Автором внушительного количества декораций был Турольф Янссон. Они представляли собой величественную театральную живопись старой школы: незабываемая живая береза посреди емтландского ландшафта Арнъёта, жуткий лес с порожистой речкой и пастбищенскими постройками для стриндберговской «Невесты — девственницы» и весенний пейзаж для состязания «мейстерзингеров». Вдохновение и знание. Задники и боковины. Акустически выигрышные, хорошо выполненные декорации, которые легко менять и хранить.
Контраст этой слегка ветхой красоте составлял исполненный юмора экспрессионизм немецкого толка Йон — Анда: «Кармен», «Сказки Гофмана», «Отелло».
Осветительная аппаратура — непостижимый антиквариат 1908 года — находилась в руках благородного старика, которого величали Пожарных дел мастером, и его сына, немногословного юнца средних лет. Работали они в узком, напоминавшем коридор помещении слева от сцены и наблюдать за происходящим практически не могли.
В балетном зале, грязном помещении с отвратительной вентиляцией, где гуляли сквозняки, пол имел такой же уклон, что и на сцене. Артистические уборные, расположенные на уровне сцены, были просторны, снабжены окнами, но чем выше, тем непригляднее они становились, санитарные условия ограничены до крайности.
Солидная рабочая сила строила, разбирала, грузила, транспортировала, разгружала декорации. Вообще, все это сплошная мистика. Современные электронные изыски с автоматическим управлением работают хуже, чем неуклюжие механизмы 30–х годов.

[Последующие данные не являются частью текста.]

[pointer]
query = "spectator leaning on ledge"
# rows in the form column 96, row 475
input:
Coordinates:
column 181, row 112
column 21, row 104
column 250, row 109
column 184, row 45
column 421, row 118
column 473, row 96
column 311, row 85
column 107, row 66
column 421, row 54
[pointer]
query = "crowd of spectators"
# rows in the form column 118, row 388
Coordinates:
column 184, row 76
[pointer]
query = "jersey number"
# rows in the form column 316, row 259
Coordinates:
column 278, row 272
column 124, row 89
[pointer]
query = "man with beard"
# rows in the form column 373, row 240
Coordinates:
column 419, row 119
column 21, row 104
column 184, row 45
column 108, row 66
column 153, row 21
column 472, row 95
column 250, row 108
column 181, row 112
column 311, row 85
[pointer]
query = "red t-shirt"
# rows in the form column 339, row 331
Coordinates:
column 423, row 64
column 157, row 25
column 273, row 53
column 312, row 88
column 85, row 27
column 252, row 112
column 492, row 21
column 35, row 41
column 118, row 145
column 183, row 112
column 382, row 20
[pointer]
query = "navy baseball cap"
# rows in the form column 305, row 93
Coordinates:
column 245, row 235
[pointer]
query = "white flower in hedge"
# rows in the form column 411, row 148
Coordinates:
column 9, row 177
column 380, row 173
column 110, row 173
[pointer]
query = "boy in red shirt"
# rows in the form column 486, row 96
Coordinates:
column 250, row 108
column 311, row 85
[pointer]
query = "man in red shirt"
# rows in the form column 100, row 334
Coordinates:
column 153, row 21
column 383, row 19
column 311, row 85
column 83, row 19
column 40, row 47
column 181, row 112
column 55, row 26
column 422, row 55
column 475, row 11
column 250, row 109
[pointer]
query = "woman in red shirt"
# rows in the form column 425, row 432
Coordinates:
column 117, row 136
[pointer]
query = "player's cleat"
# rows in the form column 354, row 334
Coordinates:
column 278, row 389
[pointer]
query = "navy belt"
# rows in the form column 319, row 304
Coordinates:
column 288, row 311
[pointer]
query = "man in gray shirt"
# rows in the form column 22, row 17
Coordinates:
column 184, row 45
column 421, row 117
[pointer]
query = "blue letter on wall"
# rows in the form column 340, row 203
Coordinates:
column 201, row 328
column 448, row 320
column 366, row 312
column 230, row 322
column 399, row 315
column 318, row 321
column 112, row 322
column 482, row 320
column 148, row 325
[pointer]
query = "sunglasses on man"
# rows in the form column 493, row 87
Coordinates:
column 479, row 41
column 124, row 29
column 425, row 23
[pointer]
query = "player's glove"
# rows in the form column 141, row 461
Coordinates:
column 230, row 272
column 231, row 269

У этой мистики есть только одно объяснение: на сцене день и ночь работала постоянная, несколько престарелая, немного спившаяся армия решительных индивидуальностей, понимающих завсегдатаев. У них была ответственность. Они умели рабо — тать, они знали свое дело. Возможно, они работали посменно, не знаю. Мне‑то, конечно, казалось, что за канаты держатся одни и те же старики, и днем и вечером, год за годом. Трезвость, может, и подвергалась испытанию во время длиннющих пассажей Вагнера и обстоятельного умирания Изольды, но детали декорации появлялись и исчезали на нужный такт, задник поднимался и опускался с нужной скоростью, занавес рзлетал и падал с той утонченной артистичностью, которую не заменит никакой мотор с градуированными скоростями. Плыл по морю Летучий Голландец, серебрился в лунном свете Нил, Самсон рушил храм, скользила по венецианским каналам гондола Баркаролы, летали феи, весенняя буря крушила стены дома Хундинга, за шестнадцать тактов до конца действия давая дорогу брату и сестре, запятнанным кровосмесительной связью.